Соблазнение Минотавра
Шрифт:
Еще не рассвело. Что можно теперь сделать? Ее нервы были так натянуты, что она не могла больше лежать в темноте. Но как объяснить Мамбо, почему так рано ушла? И все же она тихонько поднялась, осторожно выбралась из постели и оделась. Ее била дрожь, и даже одежда неловко выскальзывала из дрожащих пальцев. Она чувствовала, что должна пойти и узнать, кто же этот человек, затаившийся у двери. Слишком мучительным было для нее это состояние тревожного ожидания.
Медленно и бесшумно вышла она из квартиры и босиком, зажав в руке сандалии, спустилась по лестнице. Скрипнула ступенька, и Сабина замерла. Капли пота выступили на ее бровях. Руки продолжали трястись: она чувствовала себя
— Конец света, — прошептала она.
И тогда, как будто в предчувствии смертного часа, она подвела итоги своему существованию на земле: самые возвышенные мгновения страсти растворились как нечто совершенно незначимое перед страхом потери Алана, как если бы его любовь была основой всего ее существования.
Как только эта мысль оформилась в ее сознании, отчаяние ее достигло такой точки, что она не могла больше стоять на месте. Она резко толкнула дверь.
Перед ней, покачиваясь на нетвердых ногах, стоял незнакомец с красными, налитыми кровью глазами. Напуганный ее внезапным появлением, он пробормотал, делая шаг назад:
— Не могу прочитать, где мой звонок, сударыня. Вы мне не поможете?
Сабина взглянула на него с яростью и бросилась прочь, прикрывая лицо краем плаща.
Мамбо постоянно упрекал ее: «Ты меня не любишь!» Он чувствовал, что, обнимая и целуя его, она обнимает и целует музыку, легенды, деревья и барабаны его родного острова, и что она одинаково страстно хочет обладать и его телом, и его островом и подставляет тело его рукам как тропическому ветру, и что качание на волнах наслаждения равно для нее качанию пловца на волнах тропического моря. Целуя его губы, она смаковала пряные ароматы его острова — единственного места, где можно было научиться так ласкать женщину с особой, шелковой чувственностью, лишенной грубости и насилия, мягкой, как само его тело островитянина. Гуттаперчевое тело.

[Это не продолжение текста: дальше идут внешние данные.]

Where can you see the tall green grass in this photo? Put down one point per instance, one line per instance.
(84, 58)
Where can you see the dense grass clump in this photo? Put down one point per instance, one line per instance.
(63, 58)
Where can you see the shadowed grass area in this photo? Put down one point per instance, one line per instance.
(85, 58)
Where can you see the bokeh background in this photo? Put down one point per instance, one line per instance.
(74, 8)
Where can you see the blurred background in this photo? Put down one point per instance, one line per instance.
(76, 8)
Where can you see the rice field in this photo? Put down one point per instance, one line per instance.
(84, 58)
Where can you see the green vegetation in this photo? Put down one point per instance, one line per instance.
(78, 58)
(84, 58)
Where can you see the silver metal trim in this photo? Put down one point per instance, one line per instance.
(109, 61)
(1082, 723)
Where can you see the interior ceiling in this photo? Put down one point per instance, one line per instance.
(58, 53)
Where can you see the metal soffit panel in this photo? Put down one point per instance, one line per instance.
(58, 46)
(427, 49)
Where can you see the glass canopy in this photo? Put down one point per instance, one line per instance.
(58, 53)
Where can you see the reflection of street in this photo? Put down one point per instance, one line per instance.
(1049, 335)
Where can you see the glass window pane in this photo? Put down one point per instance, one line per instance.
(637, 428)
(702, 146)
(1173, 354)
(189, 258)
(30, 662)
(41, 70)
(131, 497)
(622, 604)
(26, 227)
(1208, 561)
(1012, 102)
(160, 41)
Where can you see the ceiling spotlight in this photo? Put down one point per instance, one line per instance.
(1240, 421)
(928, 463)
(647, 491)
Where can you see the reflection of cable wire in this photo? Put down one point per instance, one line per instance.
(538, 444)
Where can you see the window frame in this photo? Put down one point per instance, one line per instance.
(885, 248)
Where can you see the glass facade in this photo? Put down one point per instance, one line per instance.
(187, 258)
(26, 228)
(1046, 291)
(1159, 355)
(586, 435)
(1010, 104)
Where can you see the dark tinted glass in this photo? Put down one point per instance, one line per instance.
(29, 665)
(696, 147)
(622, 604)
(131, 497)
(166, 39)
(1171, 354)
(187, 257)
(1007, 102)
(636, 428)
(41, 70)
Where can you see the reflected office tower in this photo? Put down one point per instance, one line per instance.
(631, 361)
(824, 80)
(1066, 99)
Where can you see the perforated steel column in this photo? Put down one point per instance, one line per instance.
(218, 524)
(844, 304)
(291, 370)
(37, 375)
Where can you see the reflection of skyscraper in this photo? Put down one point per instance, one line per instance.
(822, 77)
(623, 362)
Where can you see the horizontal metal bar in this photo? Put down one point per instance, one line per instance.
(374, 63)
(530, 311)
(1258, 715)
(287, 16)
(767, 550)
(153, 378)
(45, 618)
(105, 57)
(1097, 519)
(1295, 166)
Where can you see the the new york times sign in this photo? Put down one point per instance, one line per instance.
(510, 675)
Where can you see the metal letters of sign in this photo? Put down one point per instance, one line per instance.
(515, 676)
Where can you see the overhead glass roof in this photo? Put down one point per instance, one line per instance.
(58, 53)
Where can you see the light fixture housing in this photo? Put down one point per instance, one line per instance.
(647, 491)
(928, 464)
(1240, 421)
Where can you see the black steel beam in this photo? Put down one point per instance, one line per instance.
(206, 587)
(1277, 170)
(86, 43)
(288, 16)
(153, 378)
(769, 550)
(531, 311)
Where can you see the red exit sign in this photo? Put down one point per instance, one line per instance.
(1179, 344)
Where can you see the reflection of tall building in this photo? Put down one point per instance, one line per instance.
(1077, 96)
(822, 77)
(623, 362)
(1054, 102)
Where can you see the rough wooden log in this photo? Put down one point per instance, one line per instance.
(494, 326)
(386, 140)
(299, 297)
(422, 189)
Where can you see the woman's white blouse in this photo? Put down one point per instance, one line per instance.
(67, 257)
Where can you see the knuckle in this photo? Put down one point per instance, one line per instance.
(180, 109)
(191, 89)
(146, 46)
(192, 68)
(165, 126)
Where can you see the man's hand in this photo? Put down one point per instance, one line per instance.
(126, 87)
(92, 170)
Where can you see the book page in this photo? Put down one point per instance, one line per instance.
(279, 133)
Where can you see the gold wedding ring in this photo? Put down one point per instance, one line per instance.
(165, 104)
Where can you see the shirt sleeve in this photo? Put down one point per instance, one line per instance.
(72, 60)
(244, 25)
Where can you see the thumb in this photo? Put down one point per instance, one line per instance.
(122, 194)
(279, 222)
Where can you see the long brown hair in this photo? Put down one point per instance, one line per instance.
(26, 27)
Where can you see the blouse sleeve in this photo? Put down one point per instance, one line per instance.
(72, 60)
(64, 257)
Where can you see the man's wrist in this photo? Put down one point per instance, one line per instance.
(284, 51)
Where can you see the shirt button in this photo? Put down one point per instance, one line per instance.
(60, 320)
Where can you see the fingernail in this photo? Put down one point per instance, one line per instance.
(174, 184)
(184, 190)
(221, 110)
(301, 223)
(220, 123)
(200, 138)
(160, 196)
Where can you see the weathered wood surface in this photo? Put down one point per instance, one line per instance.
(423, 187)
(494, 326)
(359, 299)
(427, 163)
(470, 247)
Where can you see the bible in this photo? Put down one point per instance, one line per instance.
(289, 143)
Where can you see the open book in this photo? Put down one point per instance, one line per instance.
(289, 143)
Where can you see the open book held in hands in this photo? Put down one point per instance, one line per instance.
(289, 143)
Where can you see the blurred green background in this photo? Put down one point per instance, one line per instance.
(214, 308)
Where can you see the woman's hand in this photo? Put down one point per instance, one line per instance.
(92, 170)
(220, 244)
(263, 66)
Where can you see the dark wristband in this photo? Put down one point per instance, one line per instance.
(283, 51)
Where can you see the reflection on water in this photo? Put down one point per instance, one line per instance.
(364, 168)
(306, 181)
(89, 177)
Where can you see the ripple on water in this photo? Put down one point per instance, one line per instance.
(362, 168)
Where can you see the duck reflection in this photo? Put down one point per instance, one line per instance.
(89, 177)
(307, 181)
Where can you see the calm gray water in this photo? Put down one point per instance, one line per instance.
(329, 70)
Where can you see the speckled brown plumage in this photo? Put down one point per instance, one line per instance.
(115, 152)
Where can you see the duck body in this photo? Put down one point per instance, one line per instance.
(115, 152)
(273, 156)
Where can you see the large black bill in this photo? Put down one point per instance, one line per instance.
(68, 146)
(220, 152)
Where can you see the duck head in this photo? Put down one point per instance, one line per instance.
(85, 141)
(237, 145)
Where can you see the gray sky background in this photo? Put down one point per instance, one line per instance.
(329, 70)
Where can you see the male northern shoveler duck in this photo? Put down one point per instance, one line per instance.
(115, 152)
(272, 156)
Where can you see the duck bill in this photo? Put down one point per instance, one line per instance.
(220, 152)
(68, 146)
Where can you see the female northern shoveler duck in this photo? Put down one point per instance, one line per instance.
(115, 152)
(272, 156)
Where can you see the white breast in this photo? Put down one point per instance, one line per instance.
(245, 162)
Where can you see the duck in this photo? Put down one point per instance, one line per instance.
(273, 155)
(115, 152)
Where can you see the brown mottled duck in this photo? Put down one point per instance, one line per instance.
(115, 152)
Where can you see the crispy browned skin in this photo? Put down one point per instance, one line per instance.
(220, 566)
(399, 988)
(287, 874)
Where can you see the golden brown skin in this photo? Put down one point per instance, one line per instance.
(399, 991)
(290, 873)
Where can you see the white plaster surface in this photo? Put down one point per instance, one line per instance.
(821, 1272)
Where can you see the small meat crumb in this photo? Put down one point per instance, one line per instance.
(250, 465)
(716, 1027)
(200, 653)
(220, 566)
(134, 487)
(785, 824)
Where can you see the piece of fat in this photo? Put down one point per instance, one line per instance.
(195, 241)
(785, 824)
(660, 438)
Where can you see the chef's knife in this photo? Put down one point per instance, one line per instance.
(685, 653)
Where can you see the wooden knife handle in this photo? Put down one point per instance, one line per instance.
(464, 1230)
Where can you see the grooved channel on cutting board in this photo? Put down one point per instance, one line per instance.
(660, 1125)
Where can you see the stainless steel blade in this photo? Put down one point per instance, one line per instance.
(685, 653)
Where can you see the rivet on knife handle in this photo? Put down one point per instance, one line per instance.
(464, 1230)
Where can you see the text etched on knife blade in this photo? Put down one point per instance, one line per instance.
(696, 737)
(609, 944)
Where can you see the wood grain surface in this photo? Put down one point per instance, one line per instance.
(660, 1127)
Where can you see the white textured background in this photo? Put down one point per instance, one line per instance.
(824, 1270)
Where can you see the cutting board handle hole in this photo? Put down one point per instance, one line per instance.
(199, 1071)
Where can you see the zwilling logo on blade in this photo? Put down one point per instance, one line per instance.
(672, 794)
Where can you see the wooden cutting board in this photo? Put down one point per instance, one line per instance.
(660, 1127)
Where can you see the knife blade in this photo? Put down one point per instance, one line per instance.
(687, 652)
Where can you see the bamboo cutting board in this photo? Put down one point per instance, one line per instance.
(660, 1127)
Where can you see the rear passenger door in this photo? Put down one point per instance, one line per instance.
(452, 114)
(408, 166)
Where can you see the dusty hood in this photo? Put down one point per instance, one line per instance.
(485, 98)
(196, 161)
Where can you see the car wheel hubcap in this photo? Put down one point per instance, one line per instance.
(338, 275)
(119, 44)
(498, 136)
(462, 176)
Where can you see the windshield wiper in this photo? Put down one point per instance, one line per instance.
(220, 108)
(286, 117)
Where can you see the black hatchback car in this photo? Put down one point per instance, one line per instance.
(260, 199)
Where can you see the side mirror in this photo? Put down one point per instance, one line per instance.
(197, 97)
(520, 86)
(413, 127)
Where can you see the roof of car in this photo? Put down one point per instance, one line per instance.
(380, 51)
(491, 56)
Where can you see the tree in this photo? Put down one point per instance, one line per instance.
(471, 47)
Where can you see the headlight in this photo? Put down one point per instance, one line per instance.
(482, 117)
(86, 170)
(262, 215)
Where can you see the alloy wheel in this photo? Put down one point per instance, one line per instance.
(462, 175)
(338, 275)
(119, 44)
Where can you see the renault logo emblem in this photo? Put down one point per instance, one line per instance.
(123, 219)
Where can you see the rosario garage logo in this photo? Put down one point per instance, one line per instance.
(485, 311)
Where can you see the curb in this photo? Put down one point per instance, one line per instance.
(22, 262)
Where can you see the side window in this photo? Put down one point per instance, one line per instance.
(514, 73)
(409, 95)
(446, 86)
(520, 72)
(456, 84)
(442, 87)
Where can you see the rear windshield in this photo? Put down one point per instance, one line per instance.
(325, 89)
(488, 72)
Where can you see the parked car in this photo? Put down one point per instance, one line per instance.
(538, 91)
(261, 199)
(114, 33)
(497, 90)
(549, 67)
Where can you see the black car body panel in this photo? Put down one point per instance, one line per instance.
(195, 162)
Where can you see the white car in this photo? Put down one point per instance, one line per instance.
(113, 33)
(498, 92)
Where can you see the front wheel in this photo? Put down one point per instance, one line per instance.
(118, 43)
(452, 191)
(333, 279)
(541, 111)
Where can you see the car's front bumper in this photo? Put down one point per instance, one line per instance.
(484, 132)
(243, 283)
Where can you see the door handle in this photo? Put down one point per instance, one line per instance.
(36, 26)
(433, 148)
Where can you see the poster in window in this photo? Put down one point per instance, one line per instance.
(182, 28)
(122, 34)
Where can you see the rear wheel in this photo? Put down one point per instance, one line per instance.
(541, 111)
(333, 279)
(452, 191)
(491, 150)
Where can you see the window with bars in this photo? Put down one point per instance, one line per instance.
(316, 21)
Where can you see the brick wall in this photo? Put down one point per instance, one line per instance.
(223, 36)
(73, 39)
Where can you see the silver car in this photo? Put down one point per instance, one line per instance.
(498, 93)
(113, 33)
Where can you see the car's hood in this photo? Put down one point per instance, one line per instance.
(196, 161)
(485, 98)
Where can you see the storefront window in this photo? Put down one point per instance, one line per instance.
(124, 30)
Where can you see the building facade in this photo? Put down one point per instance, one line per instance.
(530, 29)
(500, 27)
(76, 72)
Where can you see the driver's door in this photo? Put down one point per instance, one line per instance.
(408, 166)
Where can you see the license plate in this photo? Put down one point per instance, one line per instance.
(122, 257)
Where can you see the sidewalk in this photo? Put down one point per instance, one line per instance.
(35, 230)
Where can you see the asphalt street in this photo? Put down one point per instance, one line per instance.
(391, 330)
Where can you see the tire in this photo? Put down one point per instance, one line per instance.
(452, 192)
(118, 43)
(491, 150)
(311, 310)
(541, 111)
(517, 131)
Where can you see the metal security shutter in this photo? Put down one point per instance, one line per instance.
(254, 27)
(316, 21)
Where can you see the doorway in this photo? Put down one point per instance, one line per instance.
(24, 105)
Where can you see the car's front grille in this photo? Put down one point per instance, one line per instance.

Сабина не чувствовала вины за то, что пьет тропики, наслаждаясь телом Мамбо; ее стыд был более тонкого свойства: она стыдилась того, что предлагает ему фальшивую Сабину, притворяющуюся, что любит его одного.
Накануне вечером, когда наркотик ласк закружил их и швырнул в открытый космос, она словно освободилась — освободилась на миг от всего постороннего, грубо вмешивающегося в добровольный союз двоих людей, — и захотела показать ему истинную Сабину, Сабину без маски.
Когда они лежали рядом и их тела еще подрагивали от наслаждения, всегда возникала напряженная тишина. И, лежа в молчании, каждый из них начинал вить нити раздора, желая разъединить то, что соединилось, вернуть в свое безраздельное пользование то, что на какой-то миг было разделено с другим.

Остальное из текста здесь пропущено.